I often look back and wonder what straightening my teeth really did for me as a person. The answer is, not much. However, they made my mom feel like she was being a good mom because society told her good mothers give their child every advantage; and for girls in the late 1960s that meant straight teeth.
Growing up around models with a mom who regularly starved, straightened, curled, bleached, dyed, and otherwise perfected and made-up her appearance daily, I still make the effort, despite knowing I am the plucky comic relief and not the princess stereotype.
Some mischievous little part of me wants to send Mom a picture of Mirren and see if I can’t tempt her into turning her already pixie-cut hair pink. At 82, still a size 6 at 5’2” with snow-white hair, I know she would rock it.
Personally, I was really happy when the new princess type, Miranda, emerged from the movie "Brave." Her hair’s a wreck, she ruins her gowns, detests fashion, and is a wicked good archer. Of course she does get her mother turned into a bear, but it turns into a great lesson in seeing other points of view. Still, if I were a little girl, I would probably still come away wishing I had Miranda’s china doll face, perfect nose, straight white teeth and tiny waist. I’m a gonner.
As I get closer to 50 I run harder, diet more vigorously, and try to color-away the gray in my hair while fretting over the white of my teeth. It’s exhausting. So much energy lavished on a fairytale curse we bestow thinking it’s a gift.

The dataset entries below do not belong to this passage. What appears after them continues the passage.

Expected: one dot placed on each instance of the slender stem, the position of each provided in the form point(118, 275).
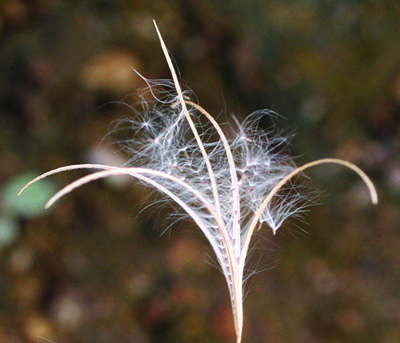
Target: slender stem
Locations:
point(280, 184)
point(237, 276)
point(232, 170)
point(62, 169)
point(190, 121)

Still, I try to tell my mother the best gifts she gave me were when we planted tulips together in the yard, burned pancakes on a Sunday and when she made a window seat in my bedroom as a retreat where I could sit with an apple and my favorite book. She still feels she failed me because I look in a mirror and don’t see any magic there.
Still, I know a happy ending is when our children know we love them, crooked teeth, chubby legs, messy hair, and all.